Given two byte-sized values a and b, there are two ways of combining them into a 16-bit value (which is what the code is doing): you can either consider a to be the least-significant byte, or b.
Using boxes, the 16-bit value can look either like this:
+---+---+
| a | b |
+---+---+
or like this, if you instead consider b to be the most significant byte:
+---+---+
| b | a |
+---+---+
The way to combine the lsb and the msb into 16-bit value is simply:
result = (msb * 256) + lsb;
UPDATE: The 256 comes from the fact that that's the "worth" of each successively more significant byte in a multibyte number. Compare it to the role of 10 in a decimal number (to combine two single-digit decimal numbers c and d you would use result = 10 * c + d).
Consider msb = 0x01 and lsb = 0x00, then the above would be:
result = 0x1 * 256 + 0 = 256 = 0x0100
You can see that the msb byte ended up in the upper part of the 16-bit value, just as expected.

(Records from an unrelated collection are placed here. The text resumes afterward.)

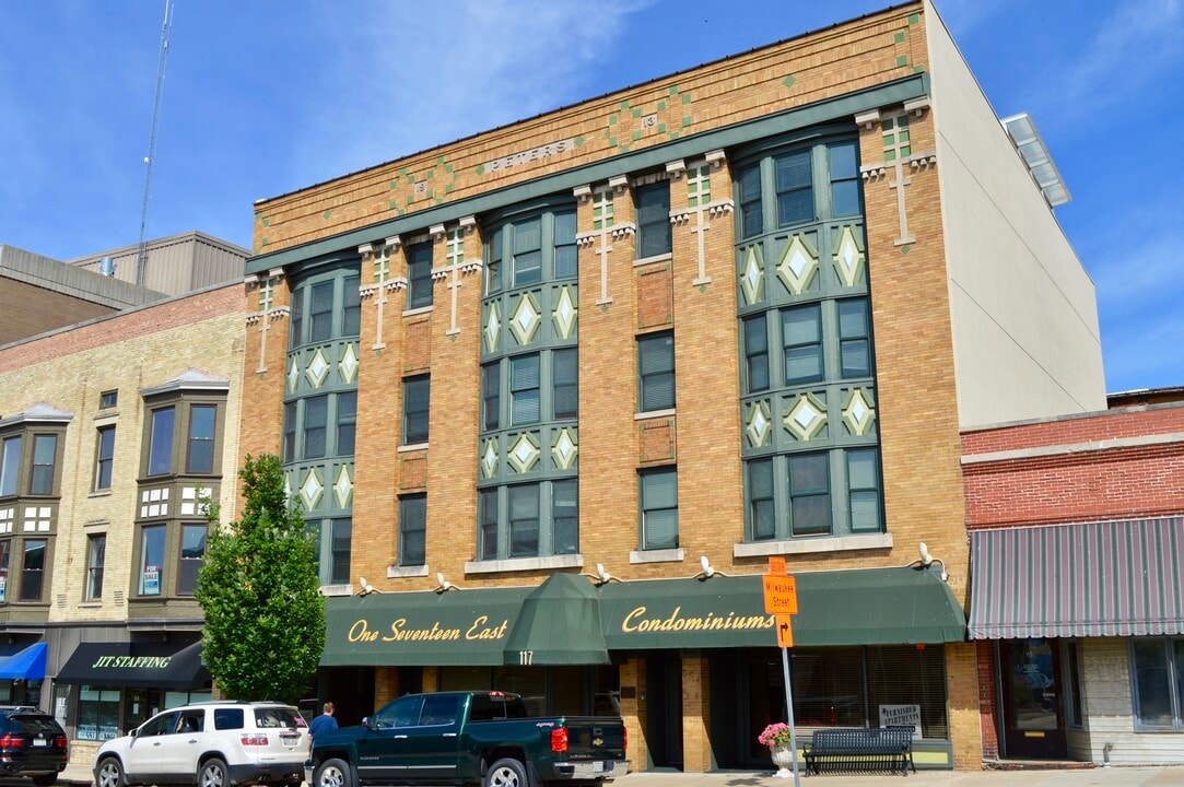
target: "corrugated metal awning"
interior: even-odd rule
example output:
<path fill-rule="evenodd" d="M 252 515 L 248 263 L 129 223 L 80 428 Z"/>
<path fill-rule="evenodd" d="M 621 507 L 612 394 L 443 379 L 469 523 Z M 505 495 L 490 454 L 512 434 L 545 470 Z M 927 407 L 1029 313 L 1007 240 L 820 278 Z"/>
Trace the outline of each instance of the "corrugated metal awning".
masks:
<path fill-rule="evenodd" d="M 1184 517 L 973 530 L 971 639 L 1184 633 Z"/>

Your code is using << 8 to do bitwise shifting to the left, which is the same as multiplying by 28, i.e. 256.
Note that result above is a value, i.e. not a byte buffer in memory, so its endianness doesn't matter.
I see no problem combining individual digits or bytes into larger integers.
Let's do decimal with 2 digits: 1 (least significant) and 2 (most significant):
1 + 2 * 10 = 21 (10 is the system base)
Let's now do base-256 with 2 digits: 0x40 (least significant) and 0x0B (most significant):
0x40 + 0x0B * 0x100 = 0x0B40 (0x100=256 is the system base)
The problem, however, is likely lying somewhere else, in how 12-bit integers are stored in FAT12.
A 12-bit integer occupies 1.5 8-bit bytes. And in 3 bytes you have 2 12-bit integers.
Suppose, you have 0x12, 0x34, 0x56 as those 3 bytes.
In order to extract the first integer you only need take the first byte (0x12) and the 4 least significant bits of the second (0x04) and combine them like this:
0x12 + ((0x34 & 0x0F) << 8) == 0x412
In order to extract the second integer you need to take the 4 most significant bits of the second byte (0x03) and the third byte (0x56) and combine them like this:
(0x56 << 4) + (0x34 >> 4) == 0x563
If you read the official Microsoft's document on FAT (look up fatgen103 online), you'll find all the FAT relevant formulas/pseudo code.
The << operator is the left shift operator. It takes the value to the left of the operator, and shift it by the number used on the right side of the operator.
So in your case, it shifts the value of *tmp2 eight bits to the left, and combines it with the value of *tmp1 to generate a 16 bit value from two eight bit values.
For example, lets say you have the integer 1. This is, in 16-bit binary, 0000000000000001. If you shift it left by eight bits, you end up with the binary value 0000000100000000, i.e. 256 in decimal.
The presentation (i.e. binary, decimal or hexadecimal) has nothing to do with it. All integers are stored the same way on the computer.